By February 12, 2019 Commentary

For some time it has been clear that hospitals charge much higher prices to privately insured patients that to those covered by government programs.  It could be that they are just using market power against the health plans covering the private patients, such market power being less effective in regard to price-setting government programs, or it could be that the government programs provide inadequate reimbursement to cover the actual cost of delivering care and hospitals make it up by charging private plans more.  A report from the Colorado Department of Health examines hospital pricing in that state.   (Colo.
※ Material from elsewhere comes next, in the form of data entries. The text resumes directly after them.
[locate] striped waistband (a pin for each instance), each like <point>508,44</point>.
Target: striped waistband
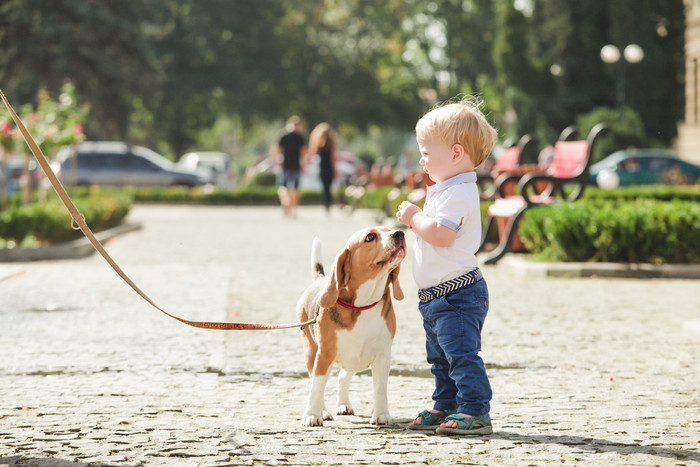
<point>472,277</point>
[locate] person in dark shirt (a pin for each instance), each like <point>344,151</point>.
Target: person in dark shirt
<point>292,146</point>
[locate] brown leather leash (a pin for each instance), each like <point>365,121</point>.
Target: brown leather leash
<point>79,219</point>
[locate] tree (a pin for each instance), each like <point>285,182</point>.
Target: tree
<point>98,45</point>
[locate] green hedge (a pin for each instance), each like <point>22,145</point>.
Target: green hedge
<point>642,231</point>
<point>657,192</point>
<point>50,222</point>
<point>252,195</point>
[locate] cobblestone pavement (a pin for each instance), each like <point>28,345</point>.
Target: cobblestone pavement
<point>584,371</point>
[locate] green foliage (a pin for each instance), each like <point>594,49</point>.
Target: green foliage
<point>655,192</point>
<point>643,231</point>
<point>162,73</point>
<point>50,222</point>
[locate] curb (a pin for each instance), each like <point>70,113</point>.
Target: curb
<point>74,249</point>
<point>520,264</point>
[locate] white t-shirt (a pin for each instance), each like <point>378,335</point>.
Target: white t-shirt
<point>454,203</point>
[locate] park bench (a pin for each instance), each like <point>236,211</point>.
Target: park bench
<point>509,164</point>
<point>569,168</point>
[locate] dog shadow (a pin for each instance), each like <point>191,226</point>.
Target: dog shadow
<point>593,445</point>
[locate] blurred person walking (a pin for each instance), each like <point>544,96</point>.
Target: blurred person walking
<point>322,142</point>
<point>292,146</point>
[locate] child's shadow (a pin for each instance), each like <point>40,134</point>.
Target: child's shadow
<point>579,442</point>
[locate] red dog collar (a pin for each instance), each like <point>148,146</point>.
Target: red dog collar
<point>353,307</point>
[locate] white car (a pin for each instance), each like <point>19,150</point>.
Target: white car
<point>218,164</point>
<point>119,164</point>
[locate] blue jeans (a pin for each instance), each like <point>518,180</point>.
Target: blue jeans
<point>453,326</point>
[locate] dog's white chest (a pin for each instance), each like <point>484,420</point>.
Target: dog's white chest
<point>359,347</point>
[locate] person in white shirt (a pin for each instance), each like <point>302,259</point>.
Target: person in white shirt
<point>454,139</point>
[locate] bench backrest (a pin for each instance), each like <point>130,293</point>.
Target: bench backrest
<point>570,159</point>
<point>509,158</point>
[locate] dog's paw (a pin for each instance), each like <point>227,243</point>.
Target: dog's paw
<point>381,419</point>
<point>345,409</point>
<point>311,420</point>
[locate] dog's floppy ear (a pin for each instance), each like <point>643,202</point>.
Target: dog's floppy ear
<point>336,280</point>
<point>394,278</point>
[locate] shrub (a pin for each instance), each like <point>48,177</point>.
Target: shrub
<point>50,222</point>
<point>644,231</point>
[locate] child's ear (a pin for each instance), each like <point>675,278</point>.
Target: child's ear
<point>458,153</point>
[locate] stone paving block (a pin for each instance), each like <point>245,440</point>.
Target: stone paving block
<point>584,371</point>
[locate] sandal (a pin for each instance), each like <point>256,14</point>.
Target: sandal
<point>430,420</point>
<point>467,425</point>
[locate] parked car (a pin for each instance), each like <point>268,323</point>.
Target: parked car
<point>643,166</point>
<point>119,164</point>
<point>218,164</point>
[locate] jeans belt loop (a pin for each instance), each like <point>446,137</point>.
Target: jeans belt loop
<point>470,278</point>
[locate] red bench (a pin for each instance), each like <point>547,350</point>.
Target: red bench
<point>570,166</point>
<point>508,165</point>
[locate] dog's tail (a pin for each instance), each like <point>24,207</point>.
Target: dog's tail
<point>316,259</point>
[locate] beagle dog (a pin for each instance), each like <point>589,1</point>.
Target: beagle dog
<point>355,321</point>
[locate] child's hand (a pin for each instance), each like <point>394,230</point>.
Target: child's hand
<point>406,212</point>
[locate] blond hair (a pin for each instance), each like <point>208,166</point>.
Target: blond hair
<point>322,137</point>
<point>460,123</point>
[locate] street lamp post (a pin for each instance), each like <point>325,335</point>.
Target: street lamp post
<point>631,54</point>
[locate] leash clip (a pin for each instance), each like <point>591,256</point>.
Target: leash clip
<point>73,221</point>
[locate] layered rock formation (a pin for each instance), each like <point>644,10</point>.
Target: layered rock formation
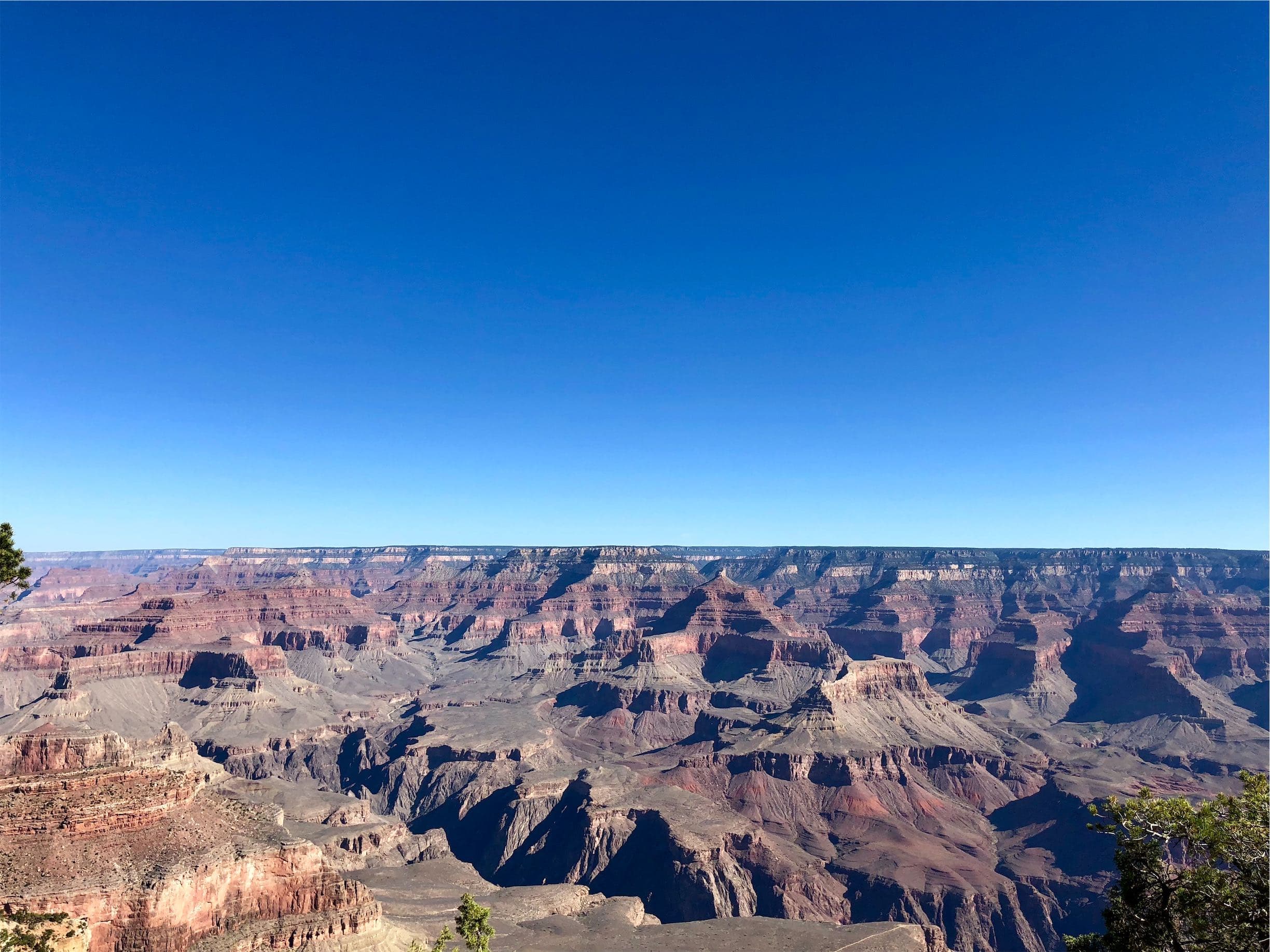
<point>820,737</point>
Report)  Like most states, Colorado has experienced dramatic consolidation among hospitals and has few, if any, truly competitive markets.  Due to the reform law and state initiatives which boosted the number of insureds, hospitals had $400 million less in bad debt and charity care losses.  Yet from 2009 to 2017, hospital costs increased 58.7%, from 3.2% higher than the national average in 2009 to 14% higher in 2017.  Payments to hospitals, however, rose even faster so that the ratio of total payments to actual (although poorly managed) costs rose from 1.05 to 1.08.  Hospital margins across all payers rose 250% in this period.  The authors seem more concerned about what was going on with costs, saying that if Colorado hospitals matched national benchmarks, they would have saved the state $7.9 billion over this period.  I don’t think so, I think they would have charged the higher prices anyway and just made even more profits.  The real story here is what occurs when you allow competition to cease.
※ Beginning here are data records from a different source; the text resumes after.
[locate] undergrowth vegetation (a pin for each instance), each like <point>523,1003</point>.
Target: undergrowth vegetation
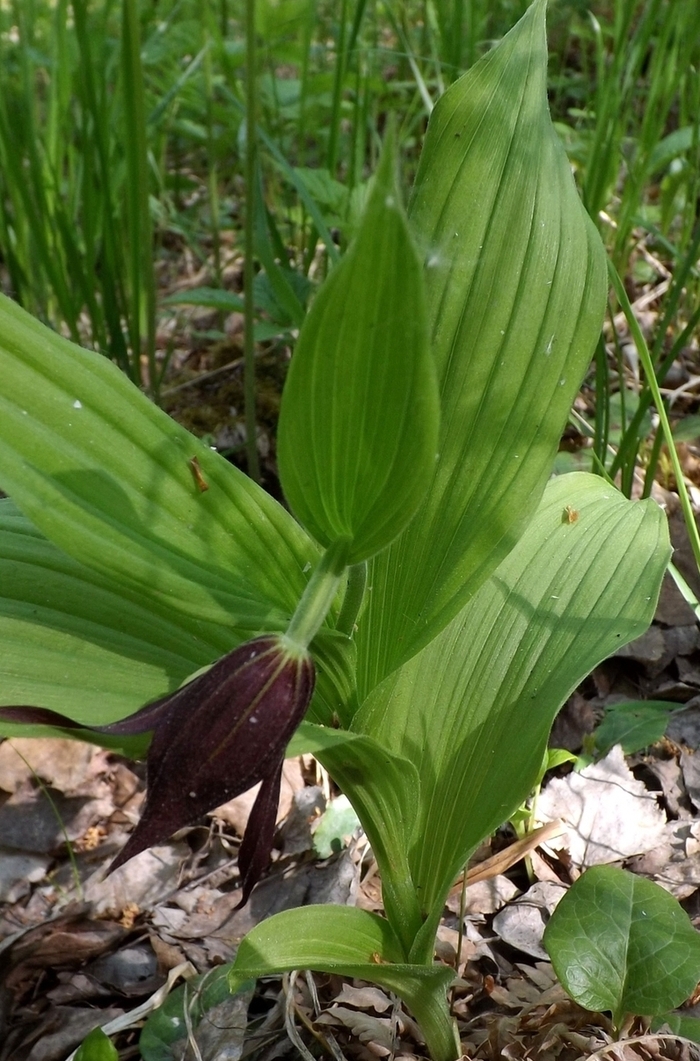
<point>430,598</point>
<point>123,144</point>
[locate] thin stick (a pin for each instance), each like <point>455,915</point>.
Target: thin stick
<point>248,239</point>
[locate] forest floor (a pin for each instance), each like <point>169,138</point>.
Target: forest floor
<point>80,949</point>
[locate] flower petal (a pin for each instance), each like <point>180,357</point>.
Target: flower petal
<point>254,853</point>
<point>220,734</point>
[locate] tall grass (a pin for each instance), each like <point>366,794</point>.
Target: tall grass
<point>122,134</point>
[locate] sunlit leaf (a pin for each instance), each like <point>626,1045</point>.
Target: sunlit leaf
<point>357,430</point>
<point>517,283</point>
<point>108,477</point>
<point>76,642</point>
<point>473,710</point>
<point>351,942</point>
<point>622,943</point>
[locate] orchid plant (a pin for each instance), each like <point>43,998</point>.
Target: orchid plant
<point>419,616</point>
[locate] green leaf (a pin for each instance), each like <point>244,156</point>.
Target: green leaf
<point>350,942</point>
<point>517,284</point>
<point>634,725</point>
<point>357,430</point>
<point>167,1025</point>
<point>384,790</point>
<point>107,476</point>
<point>336,823</point>
<point>97,1047</point>
<point>214,298</point>
<point>622,943</point>
<point>72,642</point>
<point>473,710</point>
<point>76,642</point>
Personally, I think the evidence suggests that while government programs may be low on the reimbursement side, what is really happening is that aggregation of market power has allowed hospitals to dramatically raise prices to private payers and to be inefficient and to run costs up–paying management extremely high compensation, building fancy units, etc.  In a competitive world, they would have to watch costs more carefully and probably would make money at Medicare rates for all patients.  And there is an idea to help get this under control, threaten hospitals that they get their costs down and start charging less or an all-payer rate will be mandated for their services.  So I don’t think the problem is cost-shifting, I think the problem is lack of competition that allows, even encourages, hospitals to be wildly inefficient but still make a lot of money by charging exorbitant prices.